8. Cable (1) according to one of the preceding claims, characterized in that the angle (a) between the first direction and the longitudinal axis (9) of the cable (1) is between 30° and 85°, preferably between 35° and 55°.

9. Cable (1) according to one of the preceding claims, characterized in that the angle (β) between the second direction and the longitudinal axis (9) is between 30° and 85°, preferably between 35° and 55°.

10. Cable (1) according to one of the preceding claims, characterized in that the angle between the first direction and the second direction is between 70° and 90°.
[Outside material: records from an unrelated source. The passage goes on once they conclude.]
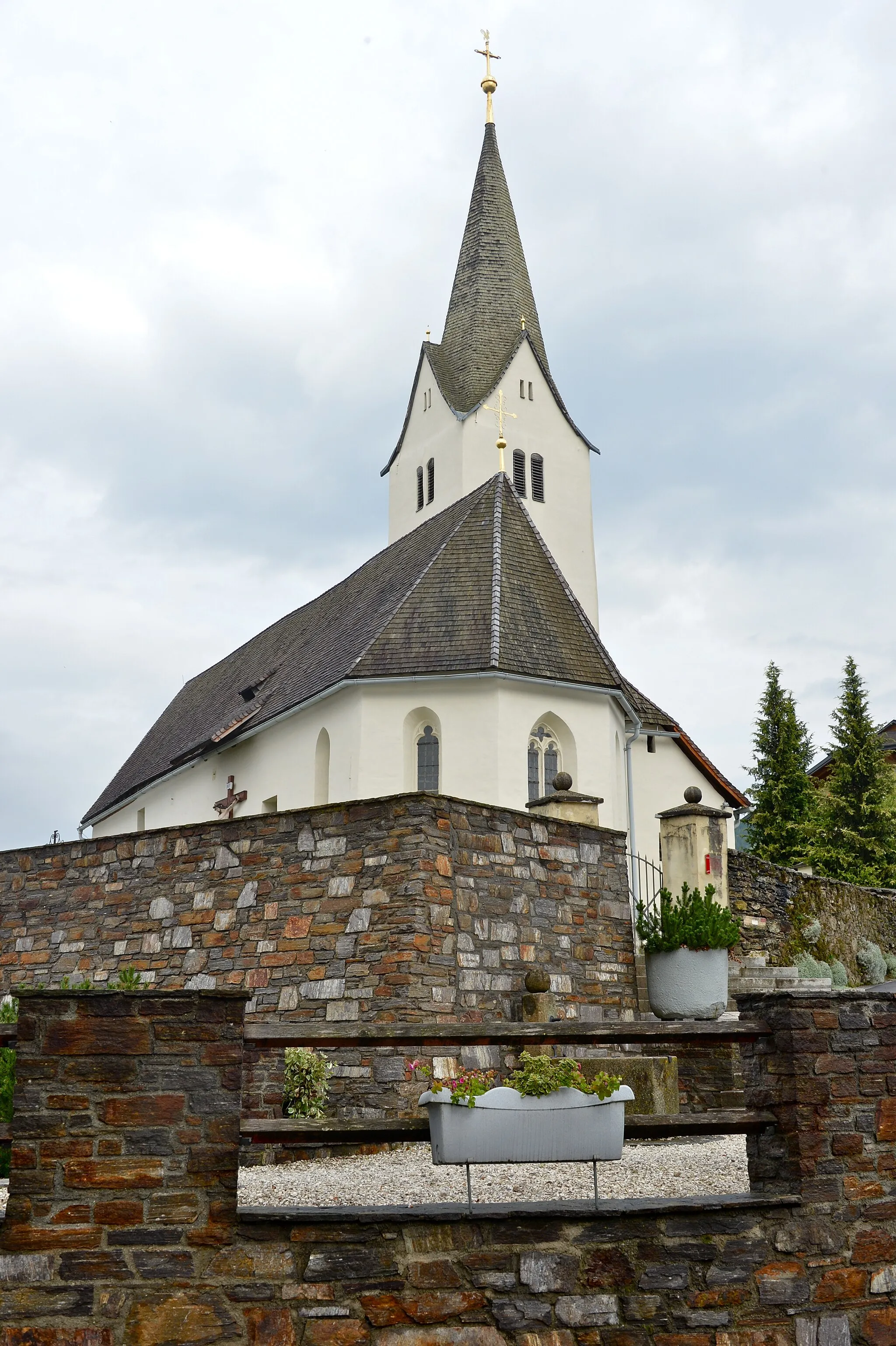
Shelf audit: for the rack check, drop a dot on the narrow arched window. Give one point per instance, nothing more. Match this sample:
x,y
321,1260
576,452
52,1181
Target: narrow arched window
x,y
537,477
544,761
428,761
520,472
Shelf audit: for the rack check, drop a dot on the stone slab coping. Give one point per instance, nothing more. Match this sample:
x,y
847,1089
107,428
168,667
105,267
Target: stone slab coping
x,y
147,993
635,1206
887,990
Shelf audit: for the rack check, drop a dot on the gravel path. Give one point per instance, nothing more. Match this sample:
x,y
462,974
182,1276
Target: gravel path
x,y
408,1177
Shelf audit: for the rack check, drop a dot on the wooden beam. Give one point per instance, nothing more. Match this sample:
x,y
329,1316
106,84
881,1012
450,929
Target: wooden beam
x,y
319,1034
295,1131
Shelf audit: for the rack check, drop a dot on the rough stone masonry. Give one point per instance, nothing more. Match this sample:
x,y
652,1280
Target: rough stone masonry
x,y
123,1229
407,906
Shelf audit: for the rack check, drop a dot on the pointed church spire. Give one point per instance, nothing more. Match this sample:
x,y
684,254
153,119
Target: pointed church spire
x,y
491,301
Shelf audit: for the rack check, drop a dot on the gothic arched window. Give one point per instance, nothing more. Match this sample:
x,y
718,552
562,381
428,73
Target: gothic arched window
x,y
428,761
544,762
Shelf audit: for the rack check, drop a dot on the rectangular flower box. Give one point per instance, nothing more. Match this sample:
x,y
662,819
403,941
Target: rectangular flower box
x,y
506,1127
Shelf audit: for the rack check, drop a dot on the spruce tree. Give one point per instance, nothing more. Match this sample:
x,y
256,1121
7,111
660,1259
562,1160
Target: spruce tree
x,y
782,790
855,836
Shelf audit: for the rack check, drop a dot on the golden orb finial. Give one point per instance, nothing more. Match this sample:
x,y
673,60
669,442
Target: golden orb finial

11. Cable (1) according to one of the preceding claims, characterized in that the ratio between the largest transverse dimension and the smallest transverse dimension, viewed according to a cross section of the cable (1) at right angles to the axis of the cable (1), is between 1 and 5.

12. Cable (1) according to one of the preceding claims, characterized in that said elastomer is a mixture of natural rubber and synthetic rubber.

13. Method of producing a pliable cable (1), wherein the cable (1) comprises a core (2) and a core-surrounding sheath (3) and wherein the core (2) comprises one or more strand-like elements (4), characterized in that the production of the cable (1) comprises the following steps:

• wrapping the core (2) with successively a first and a second layer of vulcanisable or polymerisable elastomer (50, 60), which includes fibres or strands (5, 6) and in which the fibres or strands (5, 6) in the first and the second layer (50, 60) extend substantially along a first direction and a second direction, respectively, both directions forming an angle (α, β) to the longitudinal axis (9) of the cable (1) and crossing each other, and

• in which the cable (1) is subjected to a vulcanisation or polymerisation process so that the elastomer is vulcanised or polymerised.

14. Method according to Claim 13, characterized in that the core (2) is wrapped with a third layer of vulcanisable or polymerisable elastomer (70), which includes fibres or strands (7) and in which these fibres or strands (7) of the third layer (70) extend substantially along the longitudinal axis of the cable (1)·

15. Method according to Claim 14, characterized in that after the first elastomer layer (50) has been wrapped around the core (2) and before the second elastomer layer (60) is wrapped around it, the third elastomer layer (70) is wrapped around the core (2).

16. Method according to one of Claims 13 to 15, characterized in that an additional elastomer layer (80) is wrapped around the second elastomer layer (60).

17. Method according to one of Claims 13 to 6, characterized in that a said elastomer layer (50, 60, 70, 80) at least partly overlaps itself.

18. Method according to one of Claims 13 to 17, characterized in that the fibres or strands (5, 6, 7) which are present in the said fibre- or strand-comprising elastomer layers (50, 60, 70), are covered with an adhesion-improving cover layer.

19. Method according to one of Claims 13 to 18, characterized in that the cable (1) is placed in a mould for said vulcanisation or polymerisation process, said mould is heated to a temperature of between 1 10°C and 170°C and said mould is subjected to a surface pressure of between 5MPa and 80MPa.

20. Method according to one of Claims 13 to 19, characterized in that the cable (1) is a cable (1) according to one or more of Claims 1 to 12.